Opinião

Tabagismo, asma e doença alérgica em Portugal

José Rosado Pinto

Coordenador de Imunoalergologia do Hospital da Luz

José Rosado Pinto
Coordenador de Imunoalergologia do Hospital da Luz

A relação entre a asma e o tabagismo é marcada pela presença permanente da inflamação das vias aéreas. Se na asma a resposta inflamatória é desencadeada pela presença de um antígeno, no tabagismo ela persiste pela existência de um conjunto de substâncias tóxicas e cancerígenas que levam a uma progressiva alteração da mucosa brônquica. Os efeitos do tabaco no asmático ainda estão pouco claros, mas resultam no aumento das secreções brônquicas e da obstrução pulmonar. A aposta na prevenção é particularmente centrada na grávida, na criança e no adolescente.

No estudo ISAAC (2012), numa amostra de 570.000 crianças e adolescentes de 53 países, incluindo Portugal, confirmou-se a relação entre a asma e o tabagismo materno e a identificação de uma associação separada entre tabagismo paterno e os sintomas de asma, eczema e rinoconjuntivite. O estudo INAsma (2013) veio mostrar que 19% da população portuguesa é fumadora (26,2% M; 12,3% - F), 17,2% ex-fumadores, e que há uma tendência para o aumento de hábitos tabágicos na população feminina, sendo que as crianças, os adolescentes e os asmáticos têm um maior risco à exposição tabágica.

A entrada em vigor da legislação de prevenção da exposição involuntária do fumo do tabaco (2007) veio disciplinar e reduzir a exposição dos cidadãos ao tabaco que, no contexto europeu, não é muito elevada.
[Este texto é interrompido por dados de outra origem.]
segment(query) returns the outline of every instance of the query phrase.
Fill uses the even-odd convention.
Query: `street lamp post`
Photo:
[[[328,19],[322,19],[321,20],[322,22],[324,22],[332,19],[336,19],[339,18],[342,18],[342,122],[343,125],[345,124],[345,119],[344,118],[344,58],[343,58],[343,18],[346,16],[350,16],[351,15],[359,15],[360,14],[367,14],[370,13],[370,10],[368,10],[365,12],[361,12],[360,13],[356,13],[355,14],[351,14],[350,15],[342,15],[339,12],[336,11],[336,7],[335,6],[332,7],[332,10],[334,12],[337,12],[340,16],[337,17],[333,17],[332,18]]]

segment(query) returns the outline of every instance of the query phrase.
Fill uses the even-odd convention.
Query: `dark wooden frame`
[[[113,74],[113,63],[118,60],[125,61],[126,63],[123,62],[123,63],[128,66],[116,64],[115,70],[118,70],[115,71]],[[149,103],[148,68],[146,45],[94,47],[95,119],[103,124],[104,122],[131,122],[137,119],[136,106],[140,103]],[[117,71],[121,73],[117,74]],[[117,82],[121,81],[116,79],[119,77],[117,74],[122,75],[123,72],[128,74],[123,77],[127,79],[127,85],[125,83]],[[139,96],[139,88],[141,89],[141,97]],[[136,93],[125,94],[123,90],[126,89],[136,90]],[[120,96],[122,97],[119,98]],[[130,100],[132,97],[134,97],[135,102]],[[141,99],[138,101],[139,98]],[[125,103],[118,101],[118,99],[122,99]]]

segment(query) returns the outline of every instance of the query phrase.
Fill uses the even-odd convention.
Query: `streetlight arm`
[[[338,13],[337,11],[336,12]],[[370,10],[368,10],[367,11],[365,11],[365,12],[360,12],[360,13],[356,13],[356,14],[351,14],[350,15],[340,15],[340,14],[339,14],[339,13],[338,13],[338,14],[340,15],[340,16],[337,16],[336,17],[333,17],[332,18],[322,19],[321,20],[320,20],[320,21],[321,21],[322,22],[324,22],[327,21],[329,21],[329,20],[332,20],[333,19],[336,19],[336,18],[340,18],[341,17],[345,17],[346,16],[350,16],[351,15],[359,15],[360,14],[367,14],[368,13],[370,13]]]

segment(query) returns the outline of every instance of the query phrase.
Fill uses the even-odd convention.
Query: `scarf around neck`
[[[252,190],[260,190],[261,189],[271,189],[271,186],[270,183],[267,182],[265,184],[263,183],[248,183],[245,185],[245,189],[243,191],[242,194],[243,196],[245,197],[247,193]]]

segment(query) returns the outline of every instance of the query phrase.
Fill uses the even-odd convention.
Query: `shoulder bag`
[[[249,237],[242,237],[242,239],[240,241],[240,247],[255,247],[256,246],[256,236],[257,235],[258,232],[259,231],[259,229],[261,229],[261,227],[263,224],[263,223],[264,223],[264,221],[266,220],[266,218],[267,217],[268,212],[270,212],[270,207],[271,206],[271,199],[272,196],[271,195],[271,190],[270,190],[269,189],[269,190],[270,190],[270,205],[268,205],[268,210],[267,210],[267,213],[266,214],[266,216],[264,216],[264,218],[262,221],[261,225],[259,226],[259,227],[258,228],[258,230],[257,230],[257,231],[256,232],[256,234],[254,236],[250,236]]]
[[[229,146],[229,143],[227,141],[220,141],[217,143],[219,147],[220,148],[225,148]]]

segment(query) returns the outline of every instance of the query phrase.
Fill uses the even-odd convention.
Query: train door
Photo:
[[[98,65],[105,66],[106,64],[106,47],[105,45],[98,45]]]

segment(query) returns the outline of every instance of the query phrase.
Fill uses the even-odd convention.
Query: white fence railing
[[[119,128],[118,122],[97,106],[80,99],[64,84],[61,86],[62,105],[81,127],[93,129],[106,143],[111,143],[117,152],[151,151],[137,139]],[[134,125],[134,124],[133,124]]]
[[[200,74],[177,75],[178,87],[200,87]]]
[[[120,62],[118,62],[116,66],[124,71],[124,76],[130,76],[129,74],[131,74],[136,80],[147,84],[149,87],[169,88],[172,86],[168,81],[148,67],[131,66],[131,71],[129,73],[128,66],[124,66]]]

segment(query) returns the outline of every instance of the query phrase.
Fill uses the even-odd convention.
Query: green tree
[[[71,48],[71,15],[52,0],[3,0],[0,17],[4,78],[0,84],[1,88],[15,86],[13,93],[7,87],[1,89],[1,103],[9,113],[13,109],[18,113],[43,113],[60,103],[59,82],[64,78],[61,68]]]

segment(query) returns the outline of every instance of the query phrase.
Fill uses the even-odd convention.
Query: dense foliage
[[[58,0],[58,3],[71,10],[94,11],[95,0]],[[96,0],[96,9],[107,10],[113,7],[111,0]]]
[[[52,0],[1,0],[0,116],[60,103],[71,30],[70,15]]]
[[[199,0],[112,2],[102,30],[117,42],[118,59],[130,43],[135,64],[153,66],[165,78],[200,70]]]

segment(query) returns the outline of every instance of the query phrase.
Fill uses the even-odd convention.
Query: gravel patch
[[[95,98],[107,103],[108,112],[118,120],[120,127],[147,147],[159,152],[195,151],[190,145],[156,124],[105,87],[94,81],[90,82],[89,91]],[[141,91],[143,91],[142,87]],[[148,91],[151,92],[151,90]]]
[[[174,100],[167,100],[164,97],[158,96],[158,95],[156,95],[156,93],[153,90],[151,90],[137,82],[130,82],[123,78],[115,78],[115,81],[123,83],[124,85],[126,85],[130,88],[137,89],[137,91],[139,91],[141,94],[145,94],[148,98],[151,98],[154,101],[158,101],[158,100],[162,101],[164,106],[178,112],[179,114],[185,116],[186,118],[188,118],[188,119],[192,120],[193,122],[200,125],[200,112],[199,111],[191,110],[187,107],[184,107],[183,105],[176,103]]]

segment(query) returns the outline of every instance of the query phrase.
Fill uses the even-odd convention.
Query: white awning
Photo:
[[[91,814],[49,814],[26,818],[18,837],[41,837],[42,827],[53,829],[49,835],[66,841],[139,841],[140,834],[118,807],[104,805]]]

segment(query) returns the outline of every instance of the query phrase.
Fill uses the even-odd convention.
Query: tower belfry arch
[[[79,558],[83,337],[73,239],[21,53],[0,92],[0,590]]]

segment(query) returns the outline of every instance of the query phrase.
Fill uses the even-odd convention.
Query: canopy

No relatório Infotabac (2011), concluiu-se que a legislação foi positivamente aceite pela população portuguesa, que alterou os seus hábitos, reduziu o consumo do tabaco em casa e o fumo ativo e passivo nos espaços públicos.

O Programa Nacional para Prevenção e Controlo do Tabagismo (2012-2016) mostra que 43% dos adolescentes (16 anos) fumam e 29% fumaram no último ano; 15% fumam diariamente e 22% começam a fumar antes dos 15 anos. Aponta como alguns objetivos principais: a redução dos fumadores diários de menos de 16 anos de 15% para 12%, dos fumadores de sexo masculino de 31,5% para 27% e de sexo feminino de 16% para 14,5%.

As estratégias para redução do consumo de tabaco em Portugal passam pela aplicação do Programa Nacional, pela implementação das recomendações da UE, por campanhas regulares de informação, nomeadamente as centradas na saúde escolar, e por uma estratégia integrada de consulta de cessação tabágica. A aplicação destas linhas de orientação, associadas ao trabalho desenvolvido pelos diferentes parceiros, como as sociedades científicas, na prevenção e controlo da asma, irão permitir melhorar os resultados da hospitalização e da mortalidade de asma, que são dos mais baixos da UE.



Artigo originalmente publicado no Jornal da 35.ª Reunião Anual da SPAIC.